I’ve resisted for a long time.

Writers told me that I ought to blog. My friends told me, repeatedly, that I ought to blog. They told me that my syndicated column should be featured on a blog, and that everybody is blogging. But still I resisted.

For one thing, the word blog has got to be one of the ugliest words to make its way into the English language, with its initial hard consonant, its short vowel and it guttural ending. Had I heard, twenty years ago, that someone had been caught “blogging,” I would have assumed he would be fined and possibly imprisoned – and rightly so!

Besides that, the idea of learning how to publish a blog intimidated me. I was unfamiliar with blogging vocabulary – posts, tags, Akismet stats (still don’t know what that means), and a dashboard – and not at all sure I wanted to learn.

Added to that is the fact that there are millions of blogs out there already. Who needs another one? My little blog is like a sapling in a forest of mighty oaks – will anyone even notice?

But I’ve decided to give it a try. I do so not because I think my voice deserves to be heard, but because the song I sing is worth singing, and singly loudly. The song is about the way home – the way that is also a person.

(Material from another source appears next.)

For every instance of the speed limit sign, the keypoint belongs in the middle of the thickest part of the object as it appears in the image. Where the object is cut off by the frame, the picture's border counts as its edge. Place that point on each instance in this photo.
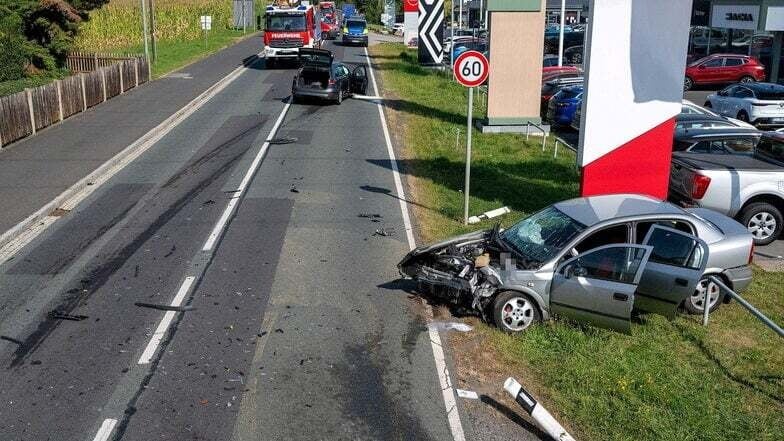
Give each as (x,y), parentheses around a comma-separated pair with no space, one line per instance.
(471,68)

I hope to make this journey pleasant and stimulating – and a little different. We will walk with scientists and philosophers, religious leaders and politicians; but we will travel most often with Jesus and his friends.

To keep it interesting I will, from time to time, add original music from my friends – and maybe even some of my own – to the site.

I hope you’ll enjoy, and come back often. And let me know what you think.